October 4, 2006 (Wednesday) / 5:00 pm6:30 pm

Rainey Auditorium, Penn Museum, 3260 South Street

Shadow of the Silk Road

Colin Thubron

Travel Writer

“My travel books spring from curiosity about worlds my generation has found threatening: China, Russia, Islam (and perhaps from a desire to humanize and understand them).” Mr. Thubron describes the journey he took along the ancient trade route from China through Central Asia, Afghanistan, and Iran to the Mediterranean, which led to his newest book, Shadow of the Silk Road. Don’t miss this celebration of the Silk Road's complex history and reflection on what it means to travel this storied trade route today.
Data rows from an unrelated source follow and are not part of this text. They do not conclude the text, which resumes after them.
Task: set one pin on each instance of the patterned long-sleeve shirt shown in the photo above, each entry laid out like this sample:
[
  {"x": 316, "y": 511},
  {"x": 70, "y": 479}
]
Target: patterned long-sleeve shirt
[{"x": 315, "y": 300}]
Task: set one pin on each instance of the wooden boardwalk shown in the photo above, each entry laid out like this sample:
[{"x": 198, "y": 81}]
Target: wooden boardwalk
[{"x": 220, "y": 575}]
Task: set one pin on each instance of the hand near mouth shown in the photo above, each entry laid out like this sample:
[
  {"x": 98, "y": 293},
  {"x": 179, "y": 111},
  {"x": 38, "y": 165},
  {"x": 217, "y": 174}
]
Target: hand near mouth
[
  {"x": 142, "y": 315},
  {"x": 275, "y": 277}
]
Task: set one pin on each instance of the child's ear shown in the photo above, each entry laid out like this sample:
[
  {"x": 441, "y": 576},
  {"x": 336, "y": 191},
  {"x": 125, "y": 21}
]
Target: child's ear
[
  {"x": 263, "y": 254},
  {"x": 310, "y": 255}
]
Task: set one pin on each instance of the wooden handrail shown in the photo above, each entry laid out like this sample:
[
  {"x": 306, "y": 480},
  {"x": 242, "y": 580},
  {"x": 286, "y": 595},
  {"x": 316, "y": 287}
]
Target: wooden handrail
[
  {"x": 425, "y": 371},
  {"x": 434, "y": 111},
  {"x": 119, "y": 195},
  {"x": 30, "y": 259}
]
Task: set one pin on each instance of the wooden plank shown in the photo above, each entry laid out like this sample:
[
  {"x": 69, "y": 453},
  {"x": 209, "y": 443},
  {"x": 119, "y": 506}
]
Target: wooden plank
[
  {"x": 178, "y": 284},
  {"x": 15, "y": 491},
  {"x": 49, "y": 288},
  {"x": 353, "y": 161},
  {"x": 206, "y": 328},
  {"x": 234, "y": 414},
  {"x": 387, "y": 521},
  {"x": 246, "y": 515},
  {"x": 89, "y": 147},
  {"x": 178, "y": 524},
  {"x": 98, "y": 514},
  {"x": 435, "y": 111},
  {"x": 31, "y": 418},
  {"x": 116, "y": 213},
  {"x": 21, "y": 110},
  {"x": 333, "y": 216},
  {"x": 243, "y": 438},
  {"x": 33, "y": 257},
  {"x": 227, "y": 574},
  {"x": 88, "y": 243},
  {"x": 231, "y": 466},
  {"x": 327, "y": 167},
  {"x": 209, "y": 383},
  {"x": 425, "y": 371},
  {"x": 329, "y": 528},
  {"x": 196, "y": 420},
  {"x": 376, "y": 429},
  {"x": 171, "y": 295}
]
Shadow of the Silk Road records a journey along the greatest land route on earth. Out of the heart of China into the mountains of Central Asia, across northern Afghanistan and the plains of Iran and into Kurdish Turkey, Colin Thubron travels from the Tomb of the Yellow Emperor (the mythic progenitor of the Chinese people) to the ancient Mediterranean port of Antioch, going by local bus, truck, car, donkey-cart or camel. He covers 7,000 miles in eight months – in perhaps the most difficult and ambitious journey he has undertaken on forty years on travel.

The Silk Road is a huge network of arteries splitting and converging across the breadth of Asia. To travel it is to trace the passage not only of trade and armies, but also of ideas, religions and inventions. Yet alongside this rich and astonishing past, Shadow of the Silk Road is also about Asia today—a continent in upheaval.

One of the trademarks of Colin Thubron’s travel writing is the beauty of his prose; another is his gift for talking to people and getting them to talk to him. Shadow of the Silk Road encounters Islamic countries in many forms. It is about changes in China, transformed since the Cultural Revolution. It is about false nationalisms and the world’s discontented margins, where the true boundaries are not political borders but the frontiers of tribe, ethnicity, language and religion. It is a magnificent and important account of an ancient world in modern ferment.